Try setting up a basic cube destructible and see if you’re seeing the same result using the settings I have in the picture. If you’re using a custom mesh we can at least rule out if that may be the source of the issue or not.

for Damage Spread. Use this as the starting point for testing the Support Depth as well. Set it to 0 initially and you should see that only a few chunks break free if you drop the mesh from a height when it is simulating physics and PIE. Probably helps to rotate it so that a corner hits the ground first to better apply damage to those chunks. Then if that only breaks away a few chunks then try resetting it to the default value of 0.1 and go from there.

It seems that reimporting the mesh and re-slicing it helped. Maybe the mesh topology was the problem as I could not reproduce the issue with other, simpler meshes. The object in question is a tube with a square cross section twisted around the main axis. My best guess is that two of the generated chunks had overlapping collisions so when the simulation started the interpenetration was fixed by forcing the chunks apart hence the instant breaking.

I’d like to add my thoughts after encountering something similar to this.

I’d grab destructible meshes and some would instantly break and other would not even though they were all using the same Destructible mesh with the same really high damage threshold. The ones I could pick up were fine and would not break, the ones that did instantly did so the moment I grabbed them.

What I did to resolve my issue was just lift up the objects slightly and use the “End” key to have unreal place them back down. My guess is my manual placement clipped through the floor a bit causing the destructible mesh to spawn inside another collision leading to this absurd behavior.

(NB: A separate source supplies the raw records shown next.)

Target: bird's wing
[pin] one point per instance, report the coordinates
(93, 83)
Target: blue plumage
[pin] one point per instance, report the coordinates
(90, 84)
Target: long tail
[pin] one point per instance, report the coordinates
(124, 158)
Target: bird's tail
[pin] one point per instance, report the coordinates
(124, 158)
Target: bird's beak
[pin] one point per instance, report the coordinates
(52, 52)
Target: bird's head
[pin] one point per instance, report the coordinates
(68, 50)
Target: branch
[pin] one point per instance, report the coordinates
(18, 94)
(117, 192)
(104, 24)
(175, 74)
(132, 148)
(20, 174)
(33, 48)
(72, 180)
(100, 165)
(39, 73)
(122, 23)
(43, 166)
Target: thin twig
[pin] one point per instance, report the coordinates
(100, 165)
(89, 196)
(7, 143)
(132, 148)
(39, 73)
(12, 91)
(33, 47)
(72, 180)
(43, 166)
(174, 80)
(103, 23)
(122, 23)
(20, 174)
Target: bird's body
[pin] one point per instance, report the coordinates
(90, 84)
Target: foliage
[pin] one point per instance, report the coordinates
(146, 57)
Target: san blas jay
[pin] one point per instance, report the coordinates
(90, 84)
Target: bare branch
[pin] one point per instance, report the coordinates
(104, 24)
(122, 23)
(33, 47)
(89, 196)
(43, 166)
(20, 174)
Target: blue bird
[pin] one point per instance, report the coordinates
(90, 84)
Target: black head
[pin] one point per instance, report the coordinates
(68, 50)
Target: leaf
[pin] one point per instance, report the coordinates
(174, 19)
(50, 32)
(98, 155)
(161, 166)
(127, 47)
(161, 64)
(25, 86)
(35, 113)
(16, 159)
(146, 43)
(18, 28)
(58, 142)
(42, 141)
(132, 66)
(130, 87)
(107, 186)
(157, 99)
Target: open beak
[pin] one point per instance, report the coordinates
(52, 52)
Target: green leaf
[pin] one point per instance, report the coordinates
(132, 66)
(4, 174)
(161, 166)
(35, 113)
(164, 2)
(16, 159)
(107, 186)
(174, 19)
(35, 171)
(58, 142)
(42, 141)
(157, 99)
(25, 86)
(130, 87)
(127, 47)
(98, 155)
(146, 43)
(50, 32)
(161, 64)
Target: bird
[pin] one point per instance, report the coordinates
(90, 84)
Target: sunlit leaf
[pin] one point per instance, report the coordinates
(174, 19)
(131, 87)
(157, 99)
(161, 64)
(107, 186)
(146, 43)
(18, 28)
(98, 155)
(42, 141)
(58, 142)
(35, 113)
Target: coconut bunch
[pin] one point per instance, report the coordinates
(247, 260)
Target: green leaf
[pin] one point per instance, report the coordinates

EDIT: So my comment above doesn’t really seem to be accurate. After a few tries it would occur again. I ended up disabling the “Accumulate Damage” tick box and this does seem to address the problem for me but obviously at the cost of no damage accumulation. This makes me think that something is causing damage either randomly on start, within mesh itself or something small but periodic but whatever it is, it is not consistent. Personally I’m ok with just breaking it after a threshold is breached.